A 2008 photo of a top recruit at Tennessee coach Bruce Pearl's home during an unofficial visit is a major component of the NCAA's investigation of the men's basketball program, according to two reports.
The picture of Aaron Craft, now a freshman at Ohio State, was taken at Pearl's home in fall 2008, according to the Knoxville News Sentinel and CBSSports.com.
Craft was a junior who had given the Volunteers a nonbinding commitment, but his presence at Pearl's house would constitute a violation of NCAA rules, which prohibit high school juniors from interacting with college coaches off-campus during an unofficial visit.
During an interview this past June, however, NCAA investigators questioned Pearl about the photo, and Pearl denied Craft had been to his home, according to the reports.
According to CBSSports.com, the NCAA already had a photo of Pearl and Craft taken in Pearl's home before any inquiry had taken place. The identity of the photographer and how the NCAA got ahold of the picture is unclear, according to the CBSSports.com report.
Pearl's assistant coaches also were asked about the photo and whether they knew the location, and they said they did not, according to the News Sentinel report.
Pearl subsequently requested a second interview with the NCAA, the News Sentinel reported, and on Aug. 5, he disclosed information about the photo to NCAA investigators.
At a Friday news conference, when Tennessee announced self-imposed penalties, Pearl had acknowledged publicly that he gave misleading and incorrect information to the NCAA about possible violations during a 17-month investigation of his program.
However, at the time, the school addressed only allegations of excessive phone calls made to basketball recruits, and there was no mention of any possible violations regarding unofficial visits.
Also at question are unofficial visits made in the same time period of fall 2008 by Jordan McRae, who enrolled at Tennessee, and Kansas freshman Josh Selby, who at the time had made a nonbinding commitment with the Volunteers, according to the News Sentinel.

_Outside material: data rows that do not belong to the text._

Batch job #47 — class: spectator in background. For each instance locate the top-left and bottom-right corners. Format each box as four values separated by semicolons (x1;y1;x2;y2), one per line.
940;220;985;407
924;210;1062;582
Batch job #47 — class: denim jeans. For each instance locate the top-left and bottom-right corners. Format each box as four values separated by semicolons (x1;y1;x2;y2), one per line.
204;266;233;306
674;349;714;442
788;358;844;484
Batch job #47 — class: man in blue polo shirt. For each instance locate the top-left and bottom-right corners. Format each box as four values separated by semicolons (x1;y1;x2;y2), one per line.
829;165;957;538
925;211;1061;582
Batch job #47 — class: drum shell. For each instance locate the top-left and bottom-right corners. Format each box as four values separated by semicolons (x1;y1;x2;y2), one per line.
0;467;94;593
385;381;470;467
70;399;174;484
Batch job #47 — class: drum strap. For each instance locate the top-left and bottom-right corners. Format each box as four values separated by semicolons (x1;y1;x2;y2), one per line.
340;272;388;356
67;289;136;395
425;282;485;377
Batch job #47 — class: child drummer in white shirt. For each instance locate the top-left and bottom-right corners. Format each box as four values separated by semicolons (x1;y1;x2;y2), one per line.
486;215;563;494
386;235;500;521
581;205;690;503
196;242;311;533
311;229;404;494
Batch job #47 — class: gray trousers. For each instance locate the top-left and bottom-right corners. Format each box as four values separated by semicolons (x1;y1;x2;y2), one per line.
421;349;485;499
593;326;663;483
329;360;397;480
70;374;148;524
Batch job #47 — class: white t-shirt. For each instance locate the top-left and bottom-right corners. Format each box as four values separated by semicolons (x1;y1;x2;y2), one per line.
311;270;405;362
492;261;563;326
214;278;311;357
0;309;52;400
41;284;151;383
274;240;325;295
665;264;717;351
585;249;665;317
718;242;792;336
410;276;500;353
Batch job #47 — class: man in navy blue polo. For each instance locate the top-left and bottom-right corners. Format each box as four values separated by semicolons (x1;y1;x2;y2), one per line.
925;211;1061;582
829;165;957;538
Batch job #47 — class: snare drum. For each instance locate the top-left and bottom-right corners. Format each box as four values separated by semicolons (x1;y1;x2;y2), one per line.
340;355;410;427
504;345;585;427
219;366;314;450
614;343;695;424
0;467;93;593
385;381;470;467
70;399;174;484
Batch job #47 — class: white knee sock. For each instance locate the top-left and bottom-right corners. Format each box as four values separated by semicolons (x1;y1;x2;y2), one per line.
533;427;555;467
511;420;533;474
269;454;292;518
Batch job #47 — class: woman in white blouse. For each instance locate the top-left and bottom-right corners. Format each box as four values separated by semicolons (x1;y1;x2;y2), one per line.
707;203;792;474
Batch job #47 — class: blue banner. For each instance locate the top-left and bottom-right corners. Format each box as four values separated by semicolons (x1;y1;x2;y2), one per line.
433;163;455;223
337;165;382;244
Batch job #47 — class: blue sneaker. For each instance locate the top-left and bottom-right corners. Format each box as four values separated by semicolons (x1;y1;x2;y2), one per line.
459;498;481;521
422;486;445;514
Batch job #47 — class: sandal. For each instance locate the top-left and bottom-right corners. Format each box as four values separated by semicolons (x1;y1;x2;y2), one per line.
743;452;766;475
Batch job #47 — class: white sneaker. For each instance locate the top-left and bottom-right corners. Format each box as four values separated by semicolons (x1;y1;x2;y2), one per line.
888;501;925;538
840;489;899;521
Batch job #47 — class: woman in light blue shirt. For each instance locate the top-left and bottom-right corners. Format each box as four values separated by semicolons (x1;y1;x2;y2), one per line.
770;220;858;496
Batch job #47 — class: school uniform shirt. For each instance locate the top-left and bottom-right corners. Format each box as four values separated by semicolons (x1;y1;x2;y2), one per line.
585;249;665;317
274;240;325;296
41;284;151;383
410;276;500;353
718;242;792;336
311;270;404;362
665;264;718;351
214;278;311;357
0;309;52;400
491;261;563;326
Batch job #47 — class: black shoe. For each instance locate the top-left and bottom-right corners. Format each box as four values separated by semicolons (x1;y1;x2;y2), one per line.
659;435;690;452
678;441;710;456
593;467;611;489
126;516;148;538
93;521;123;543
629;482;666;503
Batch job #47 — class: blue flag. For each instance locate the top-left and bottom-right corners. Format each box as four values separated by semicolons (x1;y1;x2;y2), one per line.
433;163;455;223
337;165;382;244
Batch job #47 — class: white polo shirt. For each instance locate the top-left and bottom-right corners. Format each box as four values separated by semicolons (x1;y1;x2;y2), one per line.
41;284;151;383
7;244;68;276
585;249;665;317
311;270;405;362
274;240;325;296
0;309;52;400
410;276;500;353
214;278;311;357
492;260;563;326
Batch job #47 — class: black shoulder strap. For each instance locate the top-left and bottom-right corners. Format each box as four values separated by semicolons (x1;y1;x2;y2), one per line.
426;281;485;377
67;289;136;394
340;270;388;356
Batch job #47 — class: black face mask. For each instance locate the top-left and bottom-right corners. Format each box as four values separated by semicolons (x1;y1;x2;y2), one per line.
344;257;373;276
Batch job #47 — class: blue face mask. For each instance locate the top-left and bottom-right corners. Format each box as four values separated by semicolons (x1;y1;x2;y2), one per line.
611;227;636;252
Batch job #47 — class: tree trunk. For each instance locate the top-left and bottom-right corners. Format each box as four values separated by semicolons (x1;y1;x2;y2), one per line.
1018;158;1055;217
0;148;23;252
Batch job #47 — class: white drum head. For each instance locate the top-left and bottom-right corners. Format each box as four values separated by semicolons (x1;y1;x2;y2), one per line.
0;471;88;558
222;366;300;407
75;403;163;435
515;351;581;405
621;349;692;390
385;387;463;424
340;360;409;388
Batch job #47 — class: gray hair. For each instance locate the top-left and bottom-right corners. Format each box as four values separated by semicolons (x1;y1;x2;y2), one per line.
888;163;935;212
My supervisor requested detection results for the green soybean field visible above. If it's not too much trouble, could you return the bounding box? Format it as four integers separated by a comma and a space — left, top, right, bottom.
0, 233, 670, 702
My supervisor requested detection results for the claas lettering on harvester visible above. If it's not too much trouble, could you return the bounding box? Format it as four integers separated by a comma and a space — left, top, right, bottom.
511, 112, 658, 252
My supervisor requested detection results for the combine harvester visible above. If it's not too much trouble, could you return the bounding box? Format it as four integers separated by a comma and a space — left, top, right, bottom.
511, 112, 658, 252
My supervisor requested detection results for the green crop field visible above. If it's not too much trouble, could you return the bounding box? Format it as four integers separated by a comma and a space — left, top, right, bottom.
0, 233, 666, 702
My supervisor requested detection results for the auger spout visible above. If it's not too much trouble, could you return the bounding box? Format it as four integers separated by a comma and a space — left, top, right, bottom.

The newspaper reported that both players also were at Pearl's home during that unofficial visit.
"I've made some serious mistakes, and for that I'm truly sorry," Pearl said tearfully at the news conference. "I provided incorrect and misleading information to the NCAA. I've learned some invaluable lessons. After I provided the false and misleading information, subsequently I went back and corrected the record.
"I learned that it's not OK to tell the truth most of the time, but you've got to tell the truth all of the time," he said.
Tennessee athletic director Mike Hamilton said he anticipated the NCAA would levy unethical conduct charges against Pearl and his staff, and as a pre-emptive punishment, the school would cut Pearl's pay by $1.5 million over five years and prohibit him from participating in off-campus recruiting for a year beginning Sept. 24.
Pearl's three assistants also had their pay reduced and cannot participate in off-campus recruiting for periods varying from three months to a year.
The NCAA has told Tennessee that it expects to wrap up the investigation by December -- if not sooner -- unless it learns of additional potential violations. Any violations uncovered in the investigation may be forwarded to the NCAA's Committee on Infractions in 2011.
CBSSports.com reported that an attempt to contact Pearl Tuesday was unsuccessful. Craft's father, John Craft, said he had no comment about whether his son had visited Pearl at Pearl's home in fall 2008.
The News Sentinel reported that Aaron Craft, reached by text message, said he and his family were told not to comment and all questions should be directed to Ohio State.
Information from The Associated Press was used in this report.